# Differet picture quality tuner 1/tuner 2 on 722k



## bluegrill (Jul 27, 2009)

I just noticed this. I don't know if it has always been like this. I just happened to be swapping between tuner 1 and tuner 2 and there is a subtle but definitely noticeable difference in the detail between the two tuners. I don't know how to tell which tuner is currently displaying but is there supposed to be a difference? There doesn't seem to be a way to intentionally set the resolution differently for the two tuners. Anybody seen this or have any ideas?


----------



## RasputinAXP (Jan 23, 2008)

There isn't; they're identical.


----------



## bluegrill (Jul 27, 2009)

Is there a way to tell which tuner is providing the signal currently being viewed?


----------



## P Smith (Jul 25, 2002)

bluegrill said:


> Is there a way to tell which tuner is providing the signal currently being viewed?


Try Menu and go all way up to signal strength. Then you'll see sat/tp/tuner##.


----------



## bluegrill (Jul 27, 2009)

OK this is weird. I just looked at a couple of different HD channels, using the point dish screen to verify which tuner I was viewing. Tuner 2 absolutely gives a sharper picture. Its not night and day difference but about the same as you would get from cranking the sharpness control up and down on the TV. What's up with that?


----------



## P Smith (Jul 25, 2002)

Try cold reboot (no power for 1/2 min).


----------



## bluegrill (Jul 27, 2009)

Thanks. I'll try it later when my wife is not trying to watch TV. I'll let you know.


----------



## JackDobiash (Jul 20, 2005)

This might be a stupid question but you didn't indicate in your post : Are you viewing the same channel on both tuners when you're comparing?

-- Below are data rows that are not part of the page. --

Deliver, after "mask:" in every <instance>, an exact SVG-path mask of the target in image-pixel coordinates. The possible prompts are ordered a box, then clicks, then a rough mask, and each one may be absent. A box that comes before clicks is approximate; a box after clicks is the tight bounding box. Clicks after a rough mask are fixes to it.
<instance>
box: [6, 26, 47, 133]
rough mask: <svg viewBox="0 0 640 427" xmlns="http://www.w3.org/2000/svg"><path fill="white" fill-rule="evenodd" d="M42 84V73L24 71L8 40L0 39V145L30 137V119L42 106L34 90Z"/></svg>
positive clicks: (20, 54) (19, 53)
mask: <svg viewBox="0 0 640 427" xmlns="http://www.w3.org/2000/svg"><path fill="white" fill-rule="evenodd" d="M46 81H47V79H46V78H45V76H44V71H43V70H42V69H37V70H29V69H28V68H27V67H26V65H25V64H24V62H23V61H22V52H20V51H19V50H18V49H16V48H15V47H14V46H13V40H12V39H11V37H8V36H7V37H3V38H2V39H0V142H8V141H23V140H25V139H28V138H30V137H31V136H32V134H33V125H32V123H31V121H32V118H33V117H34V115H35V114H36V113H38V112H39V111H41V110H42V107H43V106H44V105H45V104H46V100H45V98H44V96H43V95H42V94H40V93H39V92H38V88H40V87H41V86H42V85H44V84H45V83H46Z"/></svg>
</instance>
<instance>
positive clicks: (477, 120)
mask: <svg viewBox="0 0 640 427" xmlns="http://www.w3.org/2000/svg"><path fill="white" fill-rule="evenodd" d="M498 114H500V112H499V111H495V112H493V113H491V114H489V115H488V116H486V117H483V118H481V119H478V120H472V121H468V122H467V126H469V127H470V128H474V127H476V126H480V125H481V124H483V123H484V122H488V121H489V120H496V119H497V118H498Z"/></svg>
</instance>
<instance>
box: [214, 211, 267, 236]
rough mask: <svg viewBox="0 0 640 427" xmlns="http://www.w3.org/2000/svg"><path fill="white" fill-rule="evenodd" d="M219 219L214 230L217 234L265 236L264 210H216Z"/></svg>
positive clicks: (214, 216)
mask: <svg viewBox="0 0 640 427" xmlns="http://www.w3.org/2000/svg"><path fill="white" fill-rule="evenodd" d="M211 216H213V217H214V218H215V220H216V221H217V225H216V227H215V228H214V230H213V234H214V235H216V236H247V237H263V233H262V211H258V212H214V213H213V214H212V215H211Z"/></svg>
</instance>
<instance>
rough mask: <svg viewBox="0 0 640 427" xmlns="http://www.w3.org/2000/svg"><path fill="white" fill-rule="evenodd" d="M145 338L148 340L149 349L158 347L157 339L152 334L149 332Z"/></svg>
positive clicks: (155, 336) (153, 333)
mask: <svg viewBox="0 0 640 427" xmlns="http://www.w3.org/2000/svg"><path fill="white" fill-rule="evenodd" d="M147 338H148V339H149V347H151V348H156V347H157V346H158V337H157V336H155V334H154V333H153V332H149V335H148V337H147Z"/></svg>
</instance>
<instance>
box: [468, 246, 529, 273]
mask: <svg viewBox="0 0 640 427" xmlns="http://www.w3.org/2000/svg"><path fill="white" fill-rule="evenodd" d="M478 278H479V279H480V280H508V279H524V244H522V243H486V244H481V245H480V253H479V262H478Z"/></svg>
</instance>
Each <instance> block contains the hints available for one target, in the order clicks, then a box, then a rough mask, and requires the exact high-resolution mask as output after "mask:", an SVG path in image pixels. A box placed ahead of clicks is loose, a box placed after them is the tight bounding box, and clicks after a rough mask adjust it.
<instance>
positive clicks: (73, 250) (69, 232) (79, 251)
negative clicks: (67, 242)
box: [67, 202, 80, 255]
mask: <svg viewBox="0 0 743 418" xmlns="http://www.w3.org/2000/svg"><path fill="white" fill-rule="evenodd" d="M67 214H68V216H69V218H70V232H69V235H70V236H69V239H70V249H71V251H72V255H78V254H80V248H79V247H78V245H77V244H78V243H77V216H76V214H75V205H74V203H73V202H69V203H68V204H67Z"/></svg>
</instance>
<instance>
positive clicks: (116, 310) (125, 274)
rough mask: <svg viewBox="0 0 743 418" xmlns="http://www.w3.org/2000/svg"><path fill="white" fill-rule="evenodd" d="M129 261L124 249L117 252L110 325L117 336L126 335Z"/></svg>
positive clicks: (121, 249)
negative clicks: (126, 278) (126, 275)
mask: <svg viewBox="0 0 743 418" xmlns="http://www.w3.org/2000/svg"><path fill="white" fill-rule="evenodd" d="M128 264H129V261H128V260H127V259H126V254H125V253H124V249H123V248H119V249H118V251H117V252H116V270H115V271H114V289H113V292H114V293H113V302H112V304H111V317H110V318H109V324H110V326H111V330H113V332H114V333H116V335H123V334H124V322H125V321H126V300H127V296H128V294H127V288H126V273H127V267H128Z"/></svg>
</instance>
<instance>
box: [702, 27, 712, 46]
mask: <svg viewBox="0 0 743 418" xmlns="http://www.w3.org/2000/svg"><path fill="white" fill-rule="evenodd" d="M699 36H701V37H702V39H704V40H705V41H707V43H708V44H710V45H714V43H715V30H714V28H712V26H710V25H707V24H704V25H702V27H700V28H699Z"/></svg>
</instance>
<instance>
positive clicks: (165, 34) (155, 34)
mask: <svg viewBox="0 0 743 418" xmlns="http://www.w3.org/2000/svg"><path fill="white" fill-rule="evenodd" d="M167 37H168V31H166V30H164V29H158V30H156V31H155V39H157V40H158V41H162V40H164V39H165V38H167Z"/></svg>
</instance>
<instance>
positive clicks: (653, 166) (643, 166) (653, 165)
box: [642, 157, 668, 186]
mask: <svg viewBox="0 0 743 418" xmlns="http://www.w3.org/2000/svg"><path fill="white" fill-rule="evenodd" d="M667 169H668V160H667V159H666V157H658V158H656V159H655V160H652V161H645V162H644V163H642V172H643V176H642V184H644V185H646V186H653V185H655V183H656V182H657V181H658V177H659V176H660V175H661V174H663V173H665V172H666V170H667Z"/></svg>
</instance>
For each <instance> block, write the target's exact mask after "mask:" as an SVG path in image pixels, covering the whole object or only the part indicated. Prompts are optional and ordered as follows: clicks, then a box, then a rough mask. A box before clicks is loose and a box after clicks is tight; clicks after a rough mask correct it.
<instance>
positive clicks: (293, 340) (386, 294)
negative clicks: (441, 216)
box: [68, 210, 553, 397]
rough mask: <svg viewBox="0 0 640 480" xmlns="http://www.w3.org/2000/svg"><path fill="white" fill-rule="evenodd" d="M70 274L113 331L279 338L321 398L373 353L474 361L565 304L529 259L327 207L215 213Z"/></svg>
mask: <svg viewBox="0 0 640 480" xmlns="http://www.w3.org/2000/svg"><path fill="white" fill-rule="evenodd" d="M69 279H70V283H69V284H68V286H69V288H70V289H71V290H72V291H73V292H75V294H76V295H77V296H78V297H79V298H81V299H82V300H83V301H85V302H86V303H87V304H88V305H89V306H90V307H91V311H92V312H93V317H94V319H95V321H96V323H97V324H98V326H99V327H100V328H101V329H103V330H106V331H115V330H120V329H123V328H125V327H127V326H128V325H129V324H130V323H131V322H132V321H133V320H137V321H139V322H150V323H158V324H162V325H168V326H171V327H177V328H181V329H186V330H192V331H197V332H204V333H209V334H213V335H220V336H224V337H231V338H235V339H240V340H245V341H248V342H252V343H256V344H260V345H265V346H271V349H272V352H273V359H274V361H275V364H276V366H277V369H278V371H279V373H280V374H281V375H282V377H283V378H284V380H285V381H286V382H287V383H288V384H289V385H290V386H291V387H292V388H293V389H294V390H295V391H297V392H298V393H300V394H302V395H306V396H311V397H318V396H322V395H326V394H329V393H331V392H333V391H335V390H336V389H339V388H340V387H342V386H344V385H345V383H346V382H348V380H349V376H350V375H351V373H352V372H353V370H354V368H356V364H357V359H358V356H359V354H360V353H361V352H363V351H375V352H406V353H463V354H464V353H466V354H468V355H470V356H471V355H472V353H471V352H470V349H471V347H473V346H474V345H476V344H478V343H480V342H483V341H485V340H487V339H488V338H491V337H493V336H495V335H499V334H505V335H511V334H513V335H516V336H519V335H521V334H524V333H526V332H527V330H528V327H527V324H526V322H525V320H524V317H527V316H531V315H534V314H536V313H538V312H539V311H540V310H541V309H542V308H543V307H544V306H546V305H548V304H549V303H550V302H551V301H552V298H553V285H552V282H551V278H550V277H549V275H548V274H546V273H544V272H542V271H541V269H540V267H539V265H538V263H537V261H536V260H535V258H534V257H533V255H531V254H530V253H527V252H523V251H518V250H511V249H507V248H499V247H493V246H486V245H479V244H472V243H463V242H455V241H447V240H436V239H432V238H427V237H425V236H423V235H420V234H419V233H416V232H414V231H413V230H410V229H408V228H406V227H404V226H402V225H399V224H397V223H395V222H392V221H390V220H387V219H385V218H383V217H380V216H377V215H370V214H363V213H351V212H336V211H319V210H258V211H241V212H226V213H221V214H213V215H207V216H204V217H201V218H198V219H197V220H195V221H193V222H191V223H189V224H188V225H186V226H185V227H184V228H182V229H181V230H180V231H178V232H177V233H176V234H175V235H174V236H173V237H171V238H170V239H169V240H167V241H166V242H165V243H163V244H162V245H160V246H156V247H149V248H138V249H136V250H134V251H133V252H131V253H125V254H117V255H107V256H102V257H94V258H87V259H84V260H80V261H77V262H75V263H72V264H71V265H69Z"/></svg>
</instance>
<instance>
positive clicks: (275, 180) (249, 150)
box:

If you're looking at different content, then they probably will be slighty different in quality, because each channel is going to be compressed with it's own rates and limits.


----------



## bluegrill (Jul 27, 2009)

Here's what I have found. Did cold reboot. Tried several HD channels, putting both tuners on the same channel and using the swap button to switch between tuners. One tuner is always has a little sharper picture. Use point dish screen to see which tuner is better. It is not always the same tuner! If I randomly change channels a few times to mix things up then come back to both tuners on the same channel, the better picture can be on either tuner. But there is always a subtle but definitely noticeable difference. The signal comes to the 722K on a single rg6 with a DPP at the receiver. How can there be a difference between the two tuners? (I am not crazy) since the lesser quality picture can be produced on either tuner it can't be a difference in anything before the tuner. The only thing I can see that is different between the two signals is that they are being buffered to a different area of the hard drive. Any ideas anyone? Don't get me wrong, I'm not saying this is a serious enough problem that needs a service call or anything. I'm just curious how this could be possible.


----------



## Grandude (Oct 21, 2004)

bluegrill said:


> Here's what I have found. Did cold reboot. Tried several HD channels, putting both tuners on the same channel and using the swap button to switch between tuners. One tuner is always has a little sharper picture..


I tried your experiment and saw absolutely no difference in picture quality from the two tuners. My receiver is a 722, not K.
Maybe a few others will experiment with 722Ks.


----------



## harsh (Jun 15, 2003)

Are you displaying both channels in a Picture-by-Picture arrangement?

I'm pretty sure you have to be doing some sort of dual window thing to get both tuners on the same channel. It may not be possible even then.


----------



## bluegrill (Jul 27, 2009)

harsh said:


> Are you displaying both channels in a Picture-by-Picture arrangement?
> 
> I'm pretty sure you have to be doing some sort of dual window thing to get both tuners on the same channel. It may not be possible even then.


I used the swap button, not picture in picture. If you tune a channel, push swap, tune the same channel then both tuners are on the same channel, are they not? Then you can toggle back and forth with the swap button seeing the same channel on both tuners alternately.


----------



## harsh (Jun 15, 2003)

bluegrill said:


> I used the swap button, not picture in picture. If you tune a channel, push swap, tune the same channel then both tuners are on the same channel, are they not? Then you can toggle back and forth with the swap button seeing the same channel on both tuners alternately.


I don't think it makes any difference whether you use swap in PiP/PbP or swap without. If you tune to the same channel, it grabs it from the same tuner rather than going to the other tuner

In any case, doing PQ comparisons from memory is usually frowned upon as not particularly scientific.


----------



## Grandude (Oct 21, 2004)

harsh said:


> If you tune to the same channel, it grabs it from the same tuner rather than going to the other tuner.


I've been trying to figure out how you determined this. I have my doubts that it is true, but just don't know.

Can you explain how you know this to be true?


----------



## bluegrill (Jul 27, 2009)

> Originally Posted by bluegrill
> I used the swap button, not picture in picture. If you tune a channel, push swap, tune the same channel then both tuners are on the same channel, are they not? Then you can toggle back and forth with the swap button seeing the same channel on both tuners alternately..


If you tune to a channel and then use the menu to get to the point dish screen it will show you which tuner is being used. If you use swap to put the same channel into both buffers the point dish screen will verify that there are 2 tuners being used. Am I wrong?


----------



## Tulsa1 (Oct 15, 2003)

You can set both tuners to the same channel.
That's easily verified by recording one and just buffering the other.
Pressing the info button while on each will show which is recording and which is not.
Or just change one of them momentarliy to dump the buffer while the other maintains its buffer.


----------